Gan Z R, Li Y, Chen Z, Lewis S D, Shafer J A
Department of Biological Chemistry, Merck Research Laboratories, West Point, Pennsylvania 19486.
J Biol Chem. 1994 Jan 14;269(2):1301-5.
The therapeutically important anticoagulant heparin catalyzes inactivation of thrombin by antithrombin III via formation of an intermediary ternary thrombin-heparin-antithrombin III complex that is subsequently converted to a stable thrombin-antithrombin III complex with the release of heparin. Point mutations at Arg-180, Arg-245, Lys-248, and Lys-252 in thrombin markedly reduced the efficiency of heparin catalysis by decreasing the stability of the ternary intermediate, whereas the inactivation of thrombin by antithrombin alone was not affected by these mutations. These results together with an analysis of the x-ray crystal structure of thrombin yielded a model for the thrombin-heparin interaction, wherein heparin forms salt linkages along a groove in thrombin defined by Lys-252, Lys-248, Arg-245, Arg-89, Arg-98, and Arg-180.
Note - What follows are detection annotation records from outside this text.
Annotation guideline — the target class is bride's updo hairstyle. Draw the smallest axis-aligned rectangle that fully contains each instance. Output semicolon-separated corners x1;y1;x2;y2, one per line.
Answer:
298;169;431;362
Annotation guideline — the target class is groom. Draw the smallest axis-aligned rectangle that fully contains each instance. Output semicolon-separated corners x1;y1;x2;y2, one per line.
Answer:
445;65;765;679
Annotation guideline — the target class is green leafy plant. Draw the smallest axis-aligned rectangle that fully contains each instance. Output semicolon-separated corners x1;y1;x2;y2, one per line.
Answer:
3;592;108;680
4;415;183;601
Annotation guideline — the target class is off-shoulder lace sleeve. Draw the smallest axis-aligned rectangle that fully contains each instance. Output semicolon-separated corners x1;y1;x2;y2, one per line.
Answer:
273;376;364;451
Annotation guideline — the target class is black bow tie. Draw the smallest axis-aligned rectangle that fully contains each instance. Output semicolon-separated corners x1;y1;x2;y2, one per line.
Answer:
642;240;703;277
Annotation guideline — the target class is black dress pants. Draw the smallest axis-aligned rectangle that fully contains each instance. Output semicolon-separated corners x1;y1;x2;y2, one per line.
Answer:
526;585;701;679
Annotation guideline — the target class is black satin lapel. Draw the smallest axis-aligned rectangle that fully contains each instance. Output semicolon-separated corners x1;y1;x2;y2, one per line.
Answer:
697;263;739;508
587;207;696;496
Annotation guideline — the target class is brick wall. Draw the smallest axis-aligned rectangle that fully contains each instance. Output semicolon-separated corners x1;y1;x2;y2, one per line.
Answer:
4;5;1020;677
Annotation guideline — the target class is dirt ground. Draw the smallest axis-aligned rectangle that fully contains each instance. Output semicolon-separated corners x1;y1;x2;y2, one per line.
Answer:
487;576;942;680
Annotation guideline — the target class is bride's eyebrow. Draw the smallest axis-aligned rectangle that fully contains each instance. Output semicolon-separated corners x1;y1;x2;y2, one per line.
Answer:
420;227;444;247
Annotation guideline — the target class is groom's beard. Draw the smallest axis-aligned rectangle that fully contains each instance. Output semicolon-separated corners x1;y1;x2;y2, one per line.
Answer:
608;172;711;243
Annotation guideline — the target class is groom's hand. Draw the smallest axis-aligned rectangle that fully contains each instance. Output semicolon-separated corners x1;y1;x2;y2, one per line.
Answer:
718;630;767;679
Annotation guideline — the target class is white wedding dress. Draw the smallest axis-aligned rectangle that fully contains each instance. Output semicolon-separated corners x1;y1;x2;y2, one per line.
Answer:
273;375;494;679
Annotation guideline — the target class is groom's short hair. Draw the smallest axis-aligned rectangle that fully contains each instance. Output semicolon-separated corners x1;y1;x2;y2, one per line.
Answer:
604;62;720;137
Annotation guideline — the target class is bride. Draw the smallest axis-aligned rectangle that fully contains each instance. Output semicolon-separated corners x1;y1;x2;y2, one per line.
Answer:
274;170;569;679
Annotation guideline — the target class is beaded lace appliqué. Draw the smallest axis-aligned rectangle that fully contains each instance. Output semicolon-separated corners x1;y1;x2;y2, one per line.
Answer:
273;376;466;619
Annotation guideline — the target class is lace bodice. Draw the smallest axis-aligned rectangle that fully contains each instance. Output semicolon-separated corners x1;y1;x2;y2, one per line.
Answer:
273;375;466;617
具有治疗重要性的抗凝剂肝素通过抗凝血酶III使凝血酶失活,其机制是形成一个中间三元凝血酶-肝素-抗凝血酶III复合物,该复合物随后转化为稳定的凝血酶-抗凝血酶III复合物并释放出肝素。凝血酶中精氨酸-180、精氨酸-245、赖氨酸-248和赖氨酸-252处的点突变通过降低三元中间体的稳定性显著降低了肝素催化的效率,而单独抗凝血酶使凝血酶失活不受这些突变的影响。这些结果连同对凝血酶X射线晶体结构的分析产生了一个凝血酶-肝素相互作用模型,其中肝素沿着凝血酶中由赖氨酸-252、赖氨酸-248、精氨酸-245、精氨酸-89、精氨酸-98和精氨酸-180所界定的凹槽形成盐键。